Retter in der Not war Paolo Carignani, Opernchef in Frankfurt, und auch in
Zürich wiederholt schon im italienischen Repertoire tätig.
Sensibilität und souveräne Technik
Für die letzten zwei Proben konnte Carignani das Zepter in die Hand nehmen,
und schaffte es, dank seiner klanglichen Sensibilität, Erfahrung und
souveränen Technik - und dank des Engagements und der Professionalität des
Orchesters - die Premiere so sicher über die Runden zu bringen, als wäre er
von Anfang an dafür verantwortlich gewesen.
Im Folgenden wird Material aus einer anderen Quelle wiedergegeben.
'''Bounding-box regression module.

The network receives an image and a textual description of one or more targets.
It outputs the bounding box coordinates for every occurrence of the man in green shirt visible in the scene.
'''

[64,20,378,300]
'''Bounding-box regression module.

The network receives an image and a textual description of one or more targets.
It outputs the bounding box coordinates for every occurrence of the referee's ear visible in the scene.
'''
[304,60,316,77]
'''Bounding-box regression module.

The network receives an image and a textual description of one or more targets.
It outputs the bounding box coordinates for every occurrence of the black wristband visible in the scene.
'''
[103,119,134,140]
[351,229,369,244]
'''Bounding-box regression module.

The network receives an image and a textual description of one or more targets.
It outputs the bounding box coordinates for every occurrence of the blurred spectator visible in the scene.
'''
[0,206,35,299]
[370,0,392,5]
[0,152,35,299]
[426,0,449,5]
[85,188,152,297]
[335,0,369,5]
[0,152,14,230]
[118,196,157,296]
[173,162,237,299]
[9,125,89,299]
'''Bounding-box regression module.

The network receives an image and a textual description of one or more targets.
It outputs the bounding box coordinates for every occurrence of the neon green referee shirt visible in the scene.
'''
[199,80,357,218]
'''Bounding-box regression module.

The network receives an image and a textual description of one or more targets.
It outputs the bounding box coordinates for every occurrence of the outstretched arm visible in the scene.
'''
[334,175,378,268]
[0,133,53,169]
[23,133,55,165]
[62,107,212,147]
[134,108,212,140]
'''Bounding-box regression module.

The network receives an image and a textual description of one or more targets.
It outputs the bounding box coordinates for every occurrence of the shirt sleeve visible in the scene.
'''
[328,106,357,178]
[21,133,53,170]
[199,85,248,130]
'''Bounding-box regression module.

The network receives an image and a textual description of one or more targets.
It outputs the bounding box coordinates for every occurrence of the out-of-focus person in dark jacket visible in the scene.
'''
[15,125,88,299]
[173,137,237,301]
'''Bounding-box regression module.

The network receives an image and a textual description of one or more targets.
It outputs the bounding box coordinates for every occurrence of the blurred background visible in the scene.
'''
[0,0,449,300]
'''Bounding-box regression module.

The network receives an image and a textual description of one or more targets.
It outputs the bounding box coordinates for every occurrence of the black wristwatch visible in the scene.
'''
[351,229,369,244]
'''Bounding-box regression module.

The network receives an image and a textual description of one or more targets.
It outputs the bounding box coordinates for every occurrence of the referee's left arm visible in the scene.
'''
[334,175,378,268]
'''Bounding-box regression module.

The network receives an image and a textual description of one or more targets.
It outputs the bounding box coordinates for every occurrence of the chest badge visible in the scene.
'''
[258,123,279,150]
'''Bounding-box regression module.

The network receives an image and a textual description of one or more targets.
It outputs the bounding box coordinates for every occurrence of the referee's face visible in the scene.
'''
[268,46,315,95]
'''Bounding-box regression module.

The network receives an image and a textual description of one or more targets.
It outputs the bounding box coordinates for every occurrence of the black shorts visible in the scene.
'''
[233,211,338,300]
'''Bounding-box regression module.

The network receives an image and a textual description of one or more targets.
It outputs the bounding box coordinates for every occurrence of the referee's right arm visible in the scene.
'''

Sein Puccini hatte Zug, ohne je
gehetzt zu wirken, hatte die nötige kernige Substanz in den gross angelegten
Kantilenen, war aber oft erstaunlich leise und kammermusikalisch
detailreich.
Ein wesentlicher Anstoss dazu kam von den Sängern: Sehr schön, wie die drei
Protagonisten immer wieder Kraft und Intensität in den leisen Tönen suchten
- und das nicht etwa, weil ihre Stimmen dem vollen Puccini-Sound nicht
gewachsen wären. Vor allem Jonas Kaufmann, der den Cavaradossi schlicht
sensationell sang, überzeugte mit seinen ausgesucht schönen Piano-Linien:
Eine Demonstration gepflegter Rollengestaltung war das, auf der Basis einer
beneidenswert agilen, und wenn nötig auch wunderschön strahlkräftigen
Tenorstimme. Seinen ersten Scarpia sang der Bariton Thomas Hampson, und
auch er brachte unter vollkommener Beherrschung seiner stimmlichen Mittel
sehr viel sensible Feinarbeit in die Rolle hinein. Dritte im Bunde war Emily
Magee. Sie sang die Tosca ebenfalls zum ersten Mal, und auch sie verdiente
sich höchste Noten: eine Stimme von Format, ein Timbre mit viel Körper und
Metall, eine wahre Diva.
Den grossen Gefühlen misstraut
Für Letzteres war hauptsächlich der kanadische Regisseur Robert Carsen
verantwortlich. Er misstraut offensichtlich den grossen Gefühlen, den
Kantilenen Puccinis, dem Realismus des Verismo. Die ganze Oper ist bei ihm
eine Bühne, das Leben ein Theater. Und die Diva heisst Tosca, ihr liegt Rom
zu Füssen. Sie ist keinen Moment unbeobachtet, spielt immer Theater. Carsen
hat damit elegant ein Problem der Personenführung umschifft: So darf die
Diva natürlich ungeniert die exaltiertesten Operngesten vollführen.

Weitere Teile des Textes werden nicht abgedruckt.